Troubled Aveo hit with another setback as investigators shutter PhII

Aveo Oncology may be under new management, but it’s still afflicted by a long-running pattern of trouble in the clinic. Usually, that trouble has been focused on its lead drug tivozanib. This time, though, the setback is for its number two drug in the clinic.

In a filing with the SEC Monday morning, the biotech $AVEO says that it was forced to discontinue a mid-stage study for ficlatuzumab due to a high discontinuation rate among a group of patients in the drug arm. The drug is a hepatocyte growth factor (HGF) inhibitory antibody.

Aveo noted:

After experiencing slower than expected enrollment, a blinded interim analysis of the FOCAL study was conducted and found that patients who were positive for both VSP and EGFR mutations, who were known to be selected for poor prognosis, experienced materially higher discontinuation rates than observed in both the general ITT population and retrospective exploratory subgroup population of Study P06162, which was the basis for the FOCAL study design. This observation significantly compromised the feasibility of the trial. The parties have mutually agreed to discontinue the study. The parties intend to further discuss the details for the discontinuation of the study and future development of ficlatuzumab.

Back in March, Aveo agreed to pay a $4 million SEC fine to settle its end of a probe into the way the biotech’s top execs kept an agency demand for a new study of tivozanib secret, failing to tell its investors about the agency’s deep concerns over patient deaths. Three of those execs — including former CEO Tuan Ha-Ngoc, who stepped down in 2015 as most of the staff was laid off — are still under investigation.
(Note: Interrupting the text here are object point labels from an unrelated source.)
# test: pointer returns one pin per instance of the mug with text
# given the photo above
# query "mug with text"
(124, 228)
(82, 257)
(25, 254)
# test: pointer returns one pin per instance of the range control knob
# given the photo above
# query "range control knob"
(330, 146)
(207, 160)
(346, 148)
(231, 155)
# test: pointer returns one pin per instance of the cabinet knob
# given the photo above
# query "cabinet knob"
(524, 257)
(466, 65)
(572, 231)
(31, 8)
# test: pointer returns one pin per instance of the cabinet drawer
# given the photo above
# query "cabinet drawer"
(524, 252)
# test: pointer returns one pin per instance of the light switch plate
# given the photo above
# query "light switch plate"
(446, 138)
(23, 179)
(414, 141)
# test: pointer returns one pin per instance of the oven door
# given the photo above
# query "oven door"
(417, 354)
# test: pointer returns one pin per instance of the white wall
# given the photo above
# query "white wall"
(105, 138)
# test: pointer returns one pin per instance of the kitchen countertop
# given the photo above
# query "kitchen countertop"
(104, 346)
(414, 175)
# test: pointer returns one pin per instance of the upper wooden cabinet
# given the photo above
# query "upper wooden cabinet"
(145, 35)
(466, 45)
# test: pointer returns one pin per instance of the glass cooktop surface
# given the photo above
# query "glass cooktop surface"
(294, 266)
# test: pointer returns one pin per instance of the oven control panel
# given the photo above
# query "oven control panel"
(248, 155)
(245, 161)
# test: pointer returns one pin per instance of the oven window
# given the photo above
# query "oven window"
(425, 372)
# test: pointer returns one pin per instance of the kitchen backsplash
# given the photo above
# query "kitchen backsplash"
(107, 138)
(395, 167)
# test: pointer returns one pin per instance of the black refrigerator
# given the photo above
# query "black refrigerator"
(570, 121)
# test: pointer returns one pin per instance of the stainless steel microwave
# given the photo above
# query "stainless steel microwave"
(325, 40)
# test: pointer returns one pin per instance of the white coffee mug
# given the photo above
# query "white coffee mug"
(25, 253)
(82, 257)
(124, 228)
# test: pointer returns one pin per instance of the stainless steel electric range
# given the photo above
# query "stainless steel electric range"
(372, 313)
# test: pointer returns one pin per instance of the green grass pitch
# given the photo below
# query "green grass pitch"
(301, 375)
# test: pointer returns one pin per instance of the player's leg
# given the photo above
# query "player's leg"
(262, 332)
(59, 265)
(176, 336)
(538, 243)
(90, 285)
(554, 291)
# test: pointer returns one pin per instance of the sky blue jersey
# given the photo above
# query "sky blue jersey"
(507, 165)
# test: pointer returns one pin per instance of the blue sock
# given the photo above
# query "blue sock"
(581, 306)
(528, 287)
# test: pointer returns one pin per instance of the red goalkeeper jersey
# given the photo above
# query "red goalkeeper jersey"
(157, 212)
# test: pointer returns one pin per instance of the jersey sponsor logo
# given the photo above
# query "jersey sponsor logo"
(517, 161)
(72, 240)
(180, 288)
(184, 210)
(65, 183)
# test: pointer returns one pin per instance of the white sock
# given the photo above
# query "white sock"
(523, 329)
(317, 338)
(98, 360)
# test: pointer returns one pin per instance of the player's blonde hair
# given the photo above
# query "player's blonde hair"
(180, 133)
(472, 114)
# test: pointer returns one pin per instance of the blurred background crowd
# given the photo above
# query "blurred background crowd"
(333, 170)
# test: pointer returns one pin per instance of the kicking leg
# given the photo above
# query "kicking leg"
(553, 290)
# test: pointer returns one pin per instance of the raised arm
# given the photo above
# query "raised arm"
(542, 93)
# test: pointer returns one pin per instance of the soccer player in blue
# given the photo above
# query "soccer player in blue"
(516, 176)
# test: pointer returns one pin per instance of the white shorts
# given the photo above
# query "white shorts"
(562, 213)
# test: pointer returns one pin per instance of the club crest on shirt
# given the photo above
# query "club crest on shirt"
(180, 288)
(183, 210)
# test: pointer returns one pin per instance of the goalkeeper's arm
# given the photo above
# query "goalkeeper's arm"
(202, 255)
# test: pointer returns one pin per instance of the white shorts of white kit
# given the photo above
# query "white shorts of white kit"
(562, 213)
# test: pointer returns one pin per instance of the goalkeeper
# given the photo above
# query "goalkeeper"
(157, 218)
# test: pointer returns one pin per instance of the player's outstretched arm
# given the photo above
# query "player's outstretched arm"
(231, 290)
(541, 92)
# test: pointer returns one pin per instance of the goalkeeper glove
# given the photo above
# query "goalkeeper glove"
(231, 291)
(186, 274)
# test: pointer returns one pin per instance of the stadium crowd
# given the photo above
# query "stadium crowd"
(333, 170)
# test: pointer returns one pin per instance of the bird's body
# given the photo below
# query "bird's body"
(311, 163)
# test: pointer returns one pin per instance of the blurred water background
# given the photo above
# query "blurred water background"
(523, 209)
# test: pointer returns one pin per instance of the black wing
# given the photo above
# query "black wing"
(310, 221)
The fine sent the company’s shares back into penny stock territory, where it still resides today. Aveo has a market cap of $66 million.

Aveo has had to endure a series of setbacks for tivozanib, failing a study in 2013 and then forced to close a Phase II in 2014 in another failure to enroll enough patients. More recently, though, Bristol-Myers agreed to supply Opdivo for an early stage combo study, matching the checkpoint drug with tivozanib for renal cell carcinoma.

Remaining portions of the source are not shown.